The press release this summer stated the amendments will “cut red tape and provide Albertans with greater access to locally produced meat while maintaining food safety.”
Stewart Staudinger, co-owner of The Ranch Gate Market and bison rancher, described the amendments as “smoke and mirrors” in a recent phone call.
He explained the animal must go to one buyer in its entirety for it to qualify, but most buyers only want a quarter or a half.
Purchasing less than a whole animal puts the sale back to the old Provincial slaughter plan system.
“The only restriction was that the person they sold it to had to own it for 30 days before they could butcher it and use a mobile butcher to butcher it, all this means now is that the 30 day waiting period has disappeared,” said Staudinger.
“I think a lot of [producers] will stick to the old system because they don’t do enough of that kind of business,” he added. “No one makes a living doing that kind of business, it’s something you do on the side.”

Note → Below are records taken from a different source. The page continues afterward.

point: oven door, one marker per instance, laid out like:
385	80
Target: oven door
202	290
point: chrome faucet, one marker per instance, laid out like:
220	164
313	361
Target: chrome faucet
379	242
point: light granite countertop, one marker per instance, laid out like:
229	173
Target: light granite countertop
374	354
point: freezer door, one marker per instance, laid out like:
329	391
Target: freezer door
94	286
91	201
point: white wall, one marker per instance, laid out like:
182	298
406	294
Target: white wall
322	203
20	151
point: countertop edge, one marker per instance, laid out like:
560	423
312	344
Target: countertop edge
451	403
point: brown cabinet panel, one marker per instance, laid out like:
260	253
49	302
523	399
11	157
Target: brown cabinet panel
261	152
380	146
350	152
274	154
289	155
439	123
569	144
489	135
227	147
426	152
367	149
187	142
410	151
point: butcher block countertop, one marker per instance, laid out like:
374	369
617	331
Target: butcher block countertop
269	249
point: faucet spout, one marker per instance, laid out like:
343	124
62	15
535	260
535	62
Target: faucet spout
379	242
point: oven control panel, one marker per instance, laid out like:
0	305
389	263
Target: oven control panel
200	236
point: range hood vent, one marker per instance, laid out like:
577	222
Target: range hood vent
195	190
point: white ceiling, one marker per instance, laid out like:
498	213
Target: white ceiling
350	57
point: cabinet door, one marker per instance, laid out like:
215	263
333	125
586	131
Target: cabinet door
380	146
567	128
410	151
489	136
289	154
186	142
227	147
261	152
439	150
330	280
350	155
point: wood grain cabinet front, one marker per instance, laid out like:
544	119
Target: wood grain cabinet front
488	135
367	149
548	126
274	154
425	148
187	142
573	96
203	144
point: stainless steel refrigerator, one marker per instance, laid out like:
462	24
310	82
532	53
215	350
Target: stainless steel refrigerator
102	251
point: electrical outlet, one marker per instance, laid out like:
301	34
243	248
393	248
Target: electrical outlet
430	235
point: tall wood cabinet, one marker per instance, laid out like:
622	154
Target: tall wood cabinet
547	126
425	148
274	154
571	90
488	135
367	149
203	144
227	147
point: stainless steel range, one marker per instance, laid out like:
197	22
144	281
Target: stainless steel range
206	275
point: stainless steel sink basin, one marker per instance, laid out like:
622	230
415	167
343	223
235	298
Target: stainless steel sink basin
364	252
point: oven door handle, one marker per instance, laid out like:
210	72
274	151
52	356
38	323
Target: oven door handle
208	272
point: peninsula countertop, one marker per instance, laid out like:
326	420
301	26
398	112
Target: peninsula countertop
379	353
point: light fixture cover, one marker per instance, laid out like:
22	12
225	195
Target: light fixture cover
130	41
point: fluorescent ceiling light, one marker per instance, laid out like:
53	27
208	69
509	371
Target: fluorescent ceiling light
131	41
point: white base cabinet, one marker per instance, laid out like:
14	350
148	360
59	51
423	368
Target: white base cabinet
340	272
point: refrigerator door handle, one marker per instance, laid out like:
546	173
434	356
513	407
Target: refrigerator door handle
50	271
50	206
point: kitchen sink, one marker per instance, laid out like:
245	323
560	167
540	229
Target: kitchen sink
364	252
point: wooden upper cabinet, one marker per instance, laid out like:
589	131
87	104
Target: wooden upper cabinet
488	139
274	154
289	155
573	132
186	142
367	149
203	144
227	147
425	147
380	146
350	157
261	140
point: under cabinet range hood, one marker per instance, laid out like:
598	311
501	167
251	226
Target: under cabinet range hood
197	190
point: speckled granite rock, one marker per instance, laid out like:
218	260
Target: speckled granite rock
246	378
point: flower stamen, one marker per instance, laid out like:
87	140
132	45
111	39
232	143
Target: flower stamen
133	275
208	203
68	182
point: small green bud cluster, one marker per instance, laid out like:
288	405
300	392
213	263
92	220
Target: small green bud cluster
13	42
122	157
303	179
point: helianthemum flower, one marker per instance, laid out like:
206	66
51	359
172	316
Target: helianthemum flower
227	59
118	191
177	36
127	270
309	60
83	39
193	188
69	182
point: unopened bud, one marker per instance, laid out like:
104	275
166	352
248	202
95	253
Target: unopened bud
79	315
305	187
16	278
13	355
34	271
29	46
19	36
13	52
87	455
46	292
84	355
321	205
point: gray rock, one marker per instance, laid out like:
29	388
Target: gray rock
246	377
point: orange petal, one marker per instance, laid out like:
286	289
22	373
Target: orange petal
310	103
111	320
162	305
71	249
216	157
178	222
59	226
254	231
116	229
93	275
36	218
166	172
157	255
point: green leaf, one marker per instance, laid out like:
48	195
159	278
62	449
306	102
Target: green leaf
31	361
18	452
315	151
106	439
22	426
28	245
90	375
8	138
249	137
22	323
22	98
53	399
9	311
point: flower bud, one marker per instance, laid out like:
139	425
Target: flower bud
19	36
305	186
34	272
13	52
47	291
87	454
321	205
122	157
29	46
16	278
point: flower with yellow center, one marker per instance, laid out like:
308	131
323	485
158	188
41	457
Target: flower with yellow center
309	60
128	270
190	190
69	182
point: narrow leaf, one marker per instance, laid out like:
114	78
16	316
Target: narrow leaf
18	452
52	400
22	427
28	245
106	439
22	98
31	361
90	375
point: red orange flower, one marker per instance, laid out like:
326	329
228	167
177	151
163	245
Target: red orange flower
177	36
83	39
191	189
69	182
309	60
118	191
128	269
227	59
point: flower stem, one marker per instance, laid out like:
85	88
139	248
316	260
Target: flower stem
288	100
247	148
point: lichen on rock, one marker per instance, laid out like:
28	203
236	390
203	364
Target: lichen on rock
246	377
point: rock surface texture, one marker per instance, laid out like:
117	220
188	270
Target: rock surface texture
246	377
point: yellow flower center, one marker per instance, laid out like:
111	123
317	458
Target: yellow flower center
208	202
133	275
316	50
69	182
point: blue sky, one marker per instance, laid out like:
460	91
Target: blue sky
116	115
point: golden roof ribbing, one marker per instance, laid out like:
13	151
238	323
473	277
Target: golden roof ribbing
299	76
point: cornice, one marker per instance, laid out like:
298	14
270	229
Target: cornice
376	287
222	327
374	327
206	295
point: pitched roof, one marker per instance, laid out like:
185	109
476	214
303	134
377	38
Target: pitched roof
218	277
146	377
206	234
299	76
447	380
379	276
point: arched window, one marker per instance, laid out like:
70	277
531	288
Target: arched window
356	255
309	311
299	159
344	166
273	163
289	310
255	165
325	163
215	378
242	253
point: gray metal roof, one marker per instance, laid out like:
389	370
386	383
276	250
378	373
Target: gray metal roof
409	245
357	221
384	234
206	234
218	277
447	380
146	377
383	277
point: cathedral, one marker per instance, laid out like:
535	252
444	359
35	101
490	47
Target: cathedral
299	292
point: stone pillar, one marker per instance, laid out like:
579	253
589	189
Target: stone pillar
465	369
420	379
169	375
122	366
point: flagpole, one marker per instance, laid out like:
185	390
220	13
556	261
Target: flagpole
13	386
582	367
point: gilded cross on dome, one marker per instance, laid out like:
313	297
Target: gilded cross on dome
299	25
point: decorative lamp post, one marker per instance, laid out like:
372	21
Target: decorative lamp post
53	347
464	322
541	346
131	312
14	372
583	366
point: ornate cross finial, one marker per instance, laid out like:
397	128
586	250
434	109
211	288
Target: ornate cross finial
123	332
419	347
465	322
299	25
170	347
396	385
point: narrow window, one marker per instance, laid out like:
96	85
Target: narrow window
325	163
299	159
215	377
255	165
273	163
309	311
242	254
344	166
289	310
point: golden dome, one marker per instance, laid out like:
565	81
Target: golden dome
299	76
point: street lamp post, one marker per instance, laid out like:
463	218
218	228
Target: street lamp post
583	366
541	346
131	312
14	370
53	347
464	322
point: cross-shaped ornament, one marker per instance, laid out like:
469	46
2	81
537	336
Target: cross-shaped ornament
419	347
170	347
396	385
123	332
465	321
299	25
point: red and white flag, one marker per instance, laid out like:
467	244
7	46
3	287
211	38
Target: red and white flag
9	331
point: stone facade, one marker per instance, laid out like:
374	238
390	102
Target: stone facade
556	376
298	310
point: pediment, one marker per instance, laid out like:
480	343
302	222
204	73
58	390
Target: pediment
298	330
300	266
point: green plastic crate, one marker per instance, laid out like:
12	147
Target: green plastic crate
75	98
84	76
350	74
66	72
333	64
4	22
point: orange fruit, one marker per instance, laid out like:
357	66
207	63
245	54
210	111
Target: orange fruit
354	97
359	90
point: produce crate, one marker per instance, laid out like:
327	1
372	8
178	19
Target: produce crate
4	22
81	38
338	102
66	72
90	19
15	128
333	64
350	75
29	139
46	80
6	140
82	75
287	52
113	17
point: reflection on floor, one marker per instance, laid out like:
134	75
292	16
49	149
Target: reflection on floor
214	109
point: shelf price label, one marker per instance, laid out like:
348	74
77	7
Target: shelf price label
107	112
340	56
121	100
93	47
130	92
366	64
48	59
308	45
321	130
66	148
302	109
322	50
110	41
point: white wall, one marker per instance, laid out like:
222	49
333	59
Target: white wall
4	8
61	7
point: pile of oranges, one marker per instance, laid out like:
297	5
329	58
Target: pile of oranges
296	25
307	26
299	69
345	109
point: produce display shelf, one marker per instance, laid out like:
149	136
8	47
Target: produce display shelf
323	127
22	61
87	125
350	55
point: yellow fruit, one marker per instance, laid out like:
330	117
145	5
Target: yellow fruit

He says that type of sale is done to help family, friends or a neighbour who wants to buy bulk, and those sales will continue as the amendments don’t stop people from being able to operate under the old system.
The sales from Staudinger’s ranch are done mostly through his store and the commercial market and says the changes will have no impact on business at the store.
Additional licensing must be applied for to operate under the new system and Staudinger says the return on the investment wouldn’t be there enough for him to apply for his own ranch.
On the other hand, he says the new system gives those raising elk more flexibility.
“… It gives them an option they haven’t previously had because they didn’t have the same ability to market, even with the 30 day waiting,” Staudinger said.
In addition to the changes increasing licensing options for purchase direct from the farm with onsite slaughter for personal consumption the press release states video for pre-slaughter inspections will be allowed in emergency situations.
“Abattoirs won’t have to wait for an appointed inspector to arrive in person on-farm to perform an inspection if animal welfare is at stake,” reads the July 29 release.
Allowing provincially licensed meat facilities to salvage and sell by-products also comes in the modernized Alberta’s Meat Inspection Regulations resulting in abattoirs being able to expand into markets which use meat by-products for human consumption, pet food and wildlife bait.